Ainda na dedicatória reivindica o direito à liberdade de «rir das inferioridades da vida humana, com a condição de não ofender ninguém»5. Este é um traço diplomático da sua personalidade. A liberdade, tão exaltada no renascimento, é um tema caro ao autor e, nesse sentido, a loucura vai servir-se dela para exercer o seu espírito crítico. Além disso, sendo um humanista que conhece bem a mitologia grega e romana, usa-a bastas vezes na sua obra, bem como refere também os «provérbios» de que fez a coleção.

A loucura é uma máscara e, por isso, permite que se diga tudo, é mordaz, critica tudo e todos, critica os «doutos» que pagam para ouvir louvores6. Sendo a lisonja um vício (colacia) que conduz ao engano. A loucura, porém, é sincera7 e não usa o discurso retórico, porque esse é falso e petulante. Por isso refere: «não espereis, pois, que seguindo o uso desses retóricos, faça a divisão do discurso»8. Ela, de facto, é sincera, não mente e como confirmação faz a seguinte menção: «o rosto não mente porque é o espelho da alma». Este é um topos do renascimento, a saber o interior espelha-se no exterior. Miguel Ângelo a propósito da juventude da Virgem da Pietà de São Pedro fez uma referência idêntica: uma mulher casta e pura como a virgem Maria, não se corrompe, por isso é sempre jovem.

Assim, a loucura é idêntica a si mesma, o seu interior resplandece no exterior e a sua atitude é a de criticar. A sua crítica dirige-se aos que dissimulam e a quem chama de «macacos vestidos de púrpura»; «asnos cobertos com pele de leão»9. Para Platão, filósofo central no renascimento, os burros eram os mais infelizes de todos os animais, o mesmo aparece nas fábulas, nos provérbios. Neste caso, Erasmo segue esta linha que o renascimento recuperou. Asnos que se querem fazer passar por sofos, por doutos e, nesse sentido, interroga-se: não serão «loucos sábios»? Emerge já aqui o gosto pelo paradoxo, pela contradição, que o texto tantas vezes evidencia. E o usar da máscara.
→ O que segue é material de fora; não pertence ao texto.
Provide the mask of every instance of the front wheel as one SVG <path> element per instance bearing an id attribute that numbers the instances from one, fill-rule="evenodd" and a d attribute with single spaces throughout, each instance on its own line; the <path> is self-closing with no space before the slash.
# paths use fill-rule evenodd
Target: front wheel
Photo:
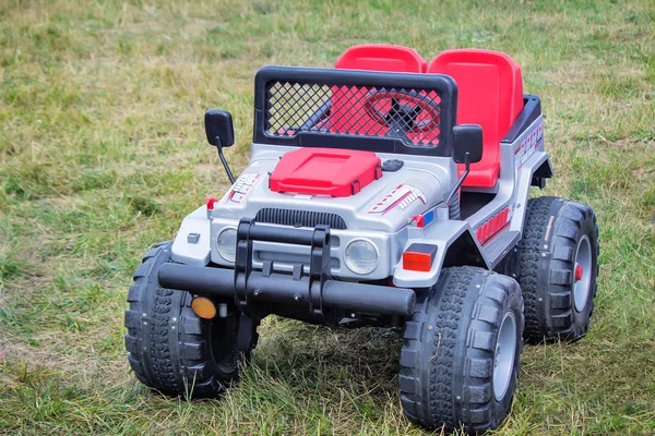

Mas, então, quem é esta «loucura»? Erasmo traça a sua origem: moria é filha de Pluto (o deus da riqueza, que «tudo arbitra: guerra, paz, governo, conselhos … artes, distrações, trabalhos … falta-me o folego»10, administrando os negócios públicos e privados de todos os mortais. E é filha de Mocidade ( a mais bela e festiva das ninfas). Nasceu do «puro comércio amoroso». Veremos como o

4 EL, p. 61-62.5 EL, p. 10.6 Cf. EL, p. 15.7 Cf. EL, p. 16.8 EL, p. 16.9 EL, p. 1610 EL, p. 18.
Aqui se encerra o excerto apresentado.